The formal proposal for the plan, developed last school year, was met with immediate support from the highest levels of administration.
“They drafted this proposal and took it to President Sullivan’s office, and she was really on board with it,” said Grace Davis ’25, a member of the Gender Inclusive Housing Subcommittee.
This support allowed the project to be officially greenlit for implementation in the 2025-26 academic year.
Davis said that removing this burden of proof from students makes these accommodations more accessible to those who could benefit from them.
“Even upperclassmen and seniors that aren’t going to get to benefit from this still are really happy to see it happen, because we remember being first and second-year students and knowing that wasn’t a possibility,” Davis said.
“It’s definitely an amazing achievement, and I wish I would be here to see it come into fruition, but I have a lot of faith in the task force and the committee to see it through, and it’s very nice, because I've obviously been surrounded by people who have been wanting this for a long time, and for them to be able to finally have the option is incredible,” Grett said of the initiative’s success.
Having been involved with the initiative since its earliest days a decade ago, Malagon is uniquely able to reflect on the entirety of the journey towards more equitable housing for Santa Clara University students.
Asked to reflect on what the success of this proposal means to her, Malagon kept returning to one word: gratitude.

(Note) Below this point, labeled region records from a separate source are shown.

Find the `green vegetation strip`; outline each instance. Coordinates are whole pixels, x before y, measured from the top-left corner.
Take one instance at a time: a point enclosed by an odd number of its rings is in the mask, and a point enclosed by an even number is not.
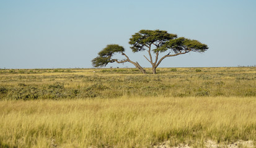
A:
[[[151,69],[146,69],[148,71]],[[256,96],[256,67],[1,70],[0,100]]]

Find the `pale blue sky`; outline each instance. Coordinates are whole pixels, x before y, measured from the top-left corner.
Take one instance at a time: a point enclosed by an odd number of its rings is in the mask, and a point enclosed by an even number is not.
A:
[[[159,67],[256,65],[255,0],[0,1],[0,68],[90,68],[108,44],[125,47],[140,30],[162,30],[210,47],[166,59]],[[109,64],[107,67],[133,67]]]

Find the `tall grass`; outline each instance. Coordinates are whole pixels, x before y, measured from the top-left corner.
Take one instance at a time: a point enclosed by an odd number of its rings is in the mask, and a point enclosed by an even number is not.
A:
[[[256,141],[256,98],[2,101],[0,147],[150,147]],[[199,144],[198,144],[199,142]],[[198,145],[199,144],[199,145]]]

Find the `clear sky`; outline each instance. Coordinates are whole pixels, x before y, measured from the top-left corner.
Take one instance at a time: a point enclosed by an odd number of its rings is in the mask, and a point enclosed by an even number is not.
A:
[[[1,0],[0,68],[90,68],[108,44],[123,46],[131,60],[150,67],[146,53],[133,54],[128,43],[142,29],[209,47],[166,59],[159,67],[256,65],[255,0]]]

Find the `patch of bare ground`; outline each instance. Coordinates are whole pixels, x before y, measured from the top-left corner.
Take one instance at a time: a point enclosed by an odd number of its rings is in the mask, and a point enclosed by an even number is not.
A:
[[[170,146],[169,141],[165,141],[162,143],[159,143],[158,146],[154,146],[154,148],[192,148],[192,147],[206,147],[206,148],[253,148],[255,147],[252,141],[237,141],[234,142],[231,142],[229,144],[219,143],[211,141],[208,140],[204,142],[203,146],[198,146],[197,144],[180,144],[176,146]],[[195,146],[194,146],[195,145]]]

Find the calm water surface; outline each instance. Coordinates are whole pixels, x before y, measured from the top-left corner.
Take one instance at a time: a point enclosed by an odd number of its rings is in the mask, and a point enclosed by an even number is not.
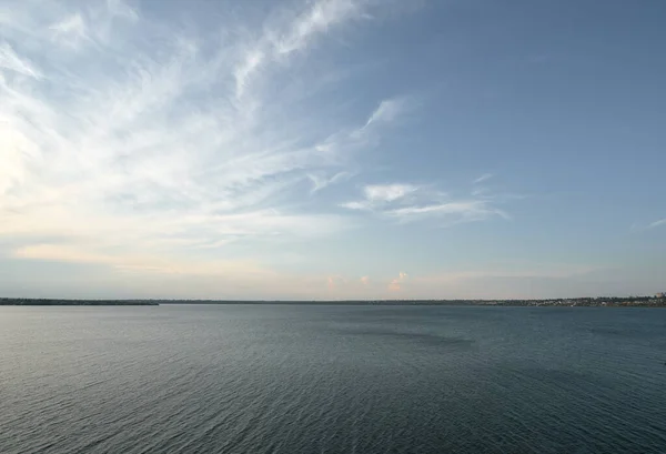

“Gratitude for all the folks who had something, who played some kind of role in getting us to where we are now, and gratitude for the folks who are going to continue to move it forward,” Malagon said. “Gratitude for all the people along the way and to be able to actually live out so much of what we talk about. This is a manifestation of building community, of building a sense of belonging, because a sense of belonging for some folks may look different than for others.”